Pada Sabtu dini hari, di ujung bulan Maret yang lalu. Tepatnya, pada 31 maret 2012 pimpinan DPR-RI mengetuk palu sebagai simbol disahkannya ayat baru. Yakni pasal 7 ayat (6a) yang mengatur tentang prosedur atau langkah-langkah kenaikan BBM ditinjau dari aspek konstitusi. Selain itu, rapat paripurna tersebut menghasilkan putusan bahwa kenaikan BBM tidak akan terjadi pada 01 april 2012. Namun demikian, harga BBM akan dinaikkan oleh pemerintah jika harga Indonesia Crude Oil (ICP) secara rata-rata mencapai 15% dari asumsi awal 95 dollar AS per barrel pada enam bulan terakhir dihitung mundur ke belakang.

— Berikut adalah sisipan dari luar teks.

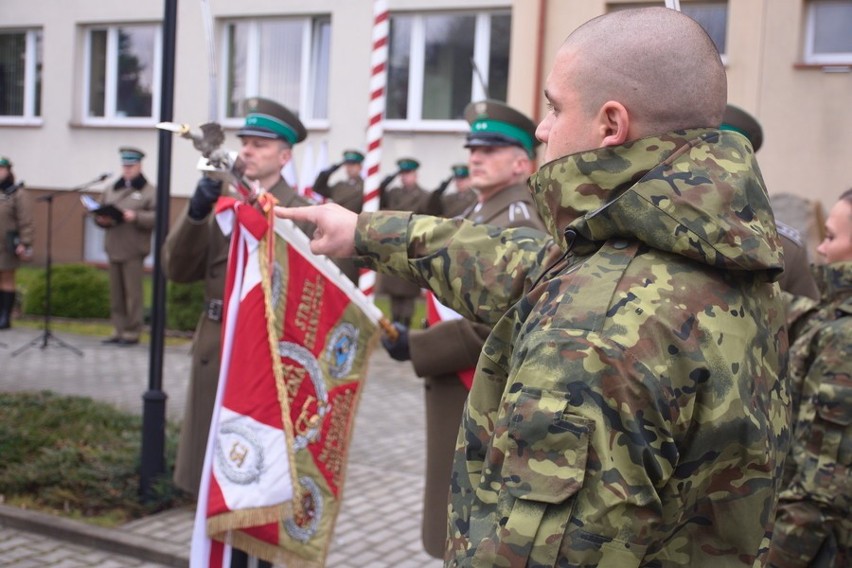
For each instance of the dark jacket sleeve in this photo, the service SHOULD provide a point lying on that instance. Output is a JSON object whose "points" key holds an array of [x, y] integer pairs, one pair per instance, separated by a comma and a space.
{"points": [[458, 342]]}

Rapat paripurna pada saat itu berlangsung alot dan penuh kemelut. Fraksi PDI-P dan Fraksi Partai Hanura melakukan walk out dari rapat, karena menganggap suasana rapat sudah tidak steril dari kepentingan politik golongan.
Pro kontra tentang kenaikan BBM terus saja menggema mengiringi perjalanan rapat. Waktu jeda pun seringkali dilakukan untuk melakukan lobi-lobi agar perjalanan rapat tidak deadlock dan bisa menghasilkan keputusan yang bisa diterima oleh semua pihak.
Fraksi-fraksi partai politik di DPR-RI pun terpecah belah menjadi dua kubu. Yakni, kubu koalisi dan oposisi. Fraksi Partai Demokrat, Fraksi Partai Golkar, Fraksi PPP, Fraksi PAN, dan Fraksi PKB sama-sama berada di garis koalisi yang mendukung kenaikan BBM. Hanya Fraksi Partai Keadilan Sejahtera (PKS) mitra koalisi yang menolak adanya kenaikan BBM.
Sementara itu, Fraksi PDI-P, Fraksi Gerindra, Fraksi Hanura sebagai kelompok oposisi dan ditambah Fraksi PKS sebagai satu-satunya partai koalisi yang berseberangan tetap konsisten menolak kenaikan BBM, sekaligus juga menolak disahkannya pasal 7 ayat 6 (a). Dalam pandangan kelompok oposisi, pasal baru tersebut bertentangan dengan ayat sebelumnya dan sangat berpotensi untuk memberi ruang terhadap adanya kenaikan BBM. Dengan demikian, kelompok yang menolak kenaikan BBM ini tetap berpegang teguh pada pasal 7 ayat 6 yang menyatakan harga BBM bersubsidi tidak boleh dinaikkan.
Politik Ketergantungan
Jika diamati dengan cermat maka, keluarnya pasal 7 ayat 6 (a) tersebut merupakan opsi yang diajukan oleh partai Golkar. Pada hari-H sebelum rapat paripurna digelar melalui ketua umumnya partai bergambar pohon beringin tersebut menyatakan menolak rencana pemerintah untuk menaikkan harga BBM. Namun pada detik-detik terakhir pengambilan keputusan, Golkar mendukung kenaikan harga BBM dengan syarat sebagaimana yang diusulkan oleh  Fraksi Partai Golkar yang kemudian menjadi isi penambahan ayat baru tersebut.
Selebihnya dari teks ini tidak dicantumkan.